The only way we can begin to rebuild education is to first make education a priority in this country. The reason why other countries excell is because they don't tolerate severe disipline issues that is tolerated in our schools. Parents need to be held accountable for their children. More and more of the resonsibility is being shifted away from them. It starts at home. Teachers spend a huge amount of time with disipline. This is unacceptable. If a child is being disruptive and preventing other students from learning that parent needs to be held accountable. I agree with the comments about Finland. Teachers need to have more freedom to teach and not be forced to place so much emphasis on standardized testing.

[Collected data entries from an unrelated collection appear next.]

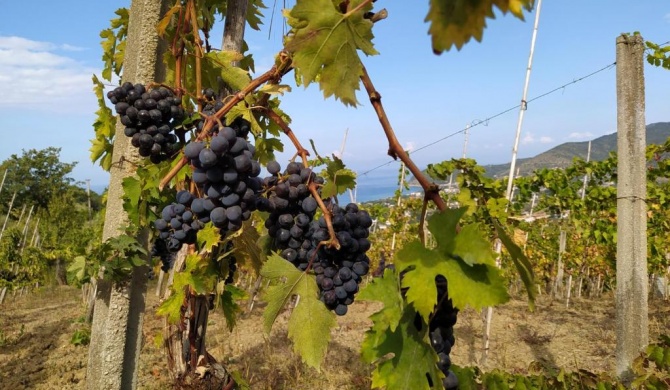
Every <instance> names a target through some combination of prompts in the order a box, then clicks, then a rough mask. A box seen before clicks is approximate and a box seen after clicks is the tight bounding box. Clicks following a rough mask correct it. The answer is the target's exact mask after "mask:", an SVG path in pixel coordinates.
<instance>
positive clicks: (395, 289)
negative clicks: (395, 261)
mask: <svg viewBox="0 0 670 390" xmlns="http://www.w3.org/2000/svg"><path fill="white" fill-rule="evenodd" d="M399 286H400V283H399V282H398V277H397V276H396V274H395V272H393V270H390V269H386V270H384V276H383V277H381V278H374V279H372V281H371V282H370V283H368V284H367V285H366V286H365V287H364V288H363V289H362V290H361V291H360V292H359V293H358V296H357V297H356V299H358V300H359V301H379V302H382V303H383V304H384V308H383V309H382V310H380V311H378V312H376V313H374V314H372V315H371V316H370V319H371V320H372V322H373V324H374V325H373V326H372V330H373V331H381V330H384V329H387V328H388V329H391V332H394V331H395V330H396V328H397V327H398V324H399V323H400V318H401V317H402V311H403V307H404V303H403V299H402V295H401V294H400V287H399Z"/></svg>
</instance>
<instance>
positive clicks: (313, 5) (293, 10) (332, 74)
mask: <svg viewBox="0 0 670 390" xmlns="http://www.w3.org/2000/svg"><path fill="white" fill-rule="evenodd" d="M363 2H364V0H352V1H350V2H347V3H348V10H347V12H346V13H342V12H341V11H340V9H338V7H336V6H335V4H333V1H332V0H297V1H296V5H295V6H294V7H293V8H292V9H291V11H290V13H289V15H288V16H289V17H288V22H289V24H290V25H291V27H292V35H290V37H289V39H288V40H287V43H286V48H287V50H289V51H290V52H291V53H292V54H293V63H294V66H295V67H296V68H297V69H298V72H297V73H296V75H299V76H297V77H300V78H301V80H299V81H300V82H299V83H300V84H302V85H304V86H305V87H307V86H308V85H309V84H310V83H311V82H314V81H317V80H318V82H319V85H320V87H321V90H322V91H323V94H324V96H325V97H330V96H332V95H335V98H337V99H340V100H341V101H342V102H343V103H344V104H345V105H352V106H355V105H356V104H358V101H357V100H356V90H358V89H359V85H360V81H359V78H360V77H361V76H362V74H363V64H362V62H361V59H360V57H359V56H358V50H361V51H363V53H365V54H366V55H374V54H377V51H376V50H375V48H374V47H373V45H372V38H373V37H374V36H373V34H372V22H371V21H370V20H368V19H365V18H364V17H363V15H364V13H365V12H367V11H369V10H370V9H371V8H372V5H371V3H370V4H367V5H364V6H362V7H361V8H360V9H357V7H358V6H359V5H362V4H363Z"/></svg>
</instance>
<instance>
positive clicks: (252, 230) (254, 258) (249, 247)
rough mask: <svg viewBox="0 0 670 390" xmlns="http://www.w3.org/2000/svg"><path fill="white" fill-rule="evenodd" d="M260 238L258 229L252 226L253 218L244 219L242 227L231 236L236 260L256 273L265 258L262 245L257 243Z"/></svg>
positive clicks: (261, 264) (264, 255)
mask: <svg viewBox="0 0 670 390" xmlns="http://www.w3.org/2000/svg"><path fill="white" fill-rule="evenodd" d="M268 237H269V236H268ZM260 239H261V236H260V234H259V233H258V230H256V228H254V226H253V220H248V221H245V222H244V224H243V226H242V229H240V230H238V231H237V234H235V235H233V236H232V237H231V241H232V242H233V248H234V254H235V259H237V262H238V263H239V264H242V265H244V266H250V267H251V269H253V270H254V272H256V274H258V273H259V272H260V270H261V265H263V261H264V260H265V254H264V253H263V247H262V246H259V245H258V241H259V240H260Z"/></svg>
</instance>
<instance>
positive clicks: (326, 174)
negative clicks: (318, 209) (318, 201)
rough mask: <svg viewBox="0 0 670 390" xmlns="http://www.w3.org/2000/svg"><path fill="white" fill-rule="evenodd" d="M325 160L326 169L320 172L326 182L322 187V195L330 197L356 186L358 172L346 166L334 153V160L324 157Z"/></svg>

Many of these individuals who have developed these tests have never taught in a classroom. As a matter a fact if they had to teach for a day in some of these schools they probably wouldn't make it through the day. With all that aside another major issue that America has yet to address is our society. The schools are a direct reflection of what is really going on in our society. It is scary, the amount of violence, anger, and lack of respect for human life that some of these kids have. It is impossible for a school system to combat these problems alone. They need the help of parents, and the community.

Tonya Simmons
smartandsnazzykids.com

Anonymous said...

Point 14 is offensive the way it's worded. No offense. (No pun intended...)

Math and science do use creativity. A lot of it. There are high school-age students who are inventing and discovering new math, and that takes a lot of creativity. However, currently math and science education de-emphasize creativity, which is another issue in itself. I feel that the issue is not focusing too much on math and science, but rather focusing on them in the wrong way.

This comment was highly influenced by Lockhart's Lament, if that happens to interest you.